Ames is one of 25 winners of MacArthur Fellowships for 2005.

“His studies,” stated the MacArthur Foundation in announcing the grant, “draw distinctively from the anecdotal experiences of aging fishermen to map historical patterns and chart the evolution of current conditions. His work paints a scientifically compelling picture of the complexity of the fish population structure in the Gulf and identifies new strategies for individual and institutional marine management in the region.”

Ames, 66, is a former staff member of the Island Institute, which published his “Cod and Haddock Spawning Grounds in the Gulf of Maine” in 1997. The booklet described Ames’s two-year effort to gather information from older fishermen about “ripe and running” cod that once spawned in the inshore waters of Maine and Massachusetts.

In a somewhat unusual departure from ordinary scientific publishing, the 1997 booklet included a powerful narrative, also by Ames, describing a “run” of giant cod encountered by a Jonesport fisherman, Roger Beal, Sr., on April 7, 1942. “I’d heard the story before,” Ames wrote, “but had always taken it with a grain of salt.” But in the course of his interviews for the spawning grounds project, he encountered Beal, who “finally put the issue to rest.

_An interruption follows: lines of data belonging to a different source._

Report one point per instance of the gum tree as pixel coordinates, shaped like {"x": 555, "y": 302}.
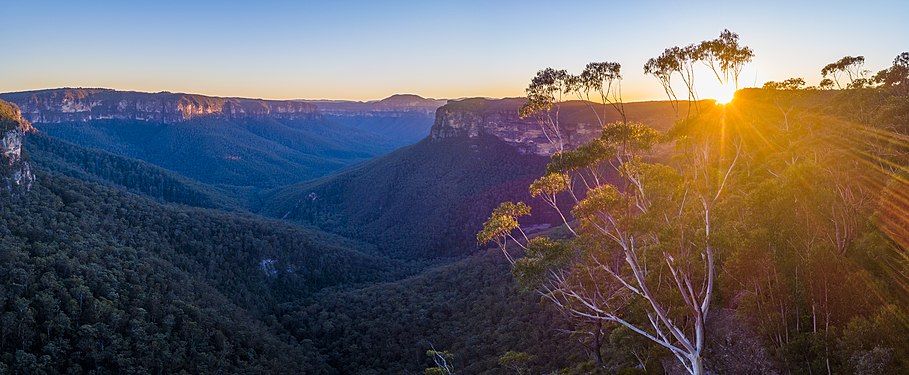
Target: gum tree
{"x": 639, "y": 252}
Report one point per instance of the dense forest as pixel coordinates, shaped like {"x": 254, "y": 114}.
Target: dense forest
{"x": 784, "y": 205}
{"x": 764, "y": 235}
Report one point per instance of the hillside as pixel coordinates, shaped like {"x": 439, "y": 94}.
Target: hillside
{"x": 431, "y": 198}
{"x": 402, "y": 117}
{"x": 55, "y": 155}
{"x": 221, "y": 141}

The Machias Bay spawning run of giant cod had actually happened.” Ames’s account appeared first in Island Journal, and was then incorporated in the 1997 booklet, which also featured maps and statistics on historic inshore cod spawning areas.

“Ted Ames is a home-grown genius who has developed a whole new methodology for understanding the ecology of groundfish,” said Philip Conkling, president of the Island Institute. In 2004, following Ames’s nomination for the MacArthur grant, Conkling was asked to write an evaluation of Ames’s contributions to marine ecology.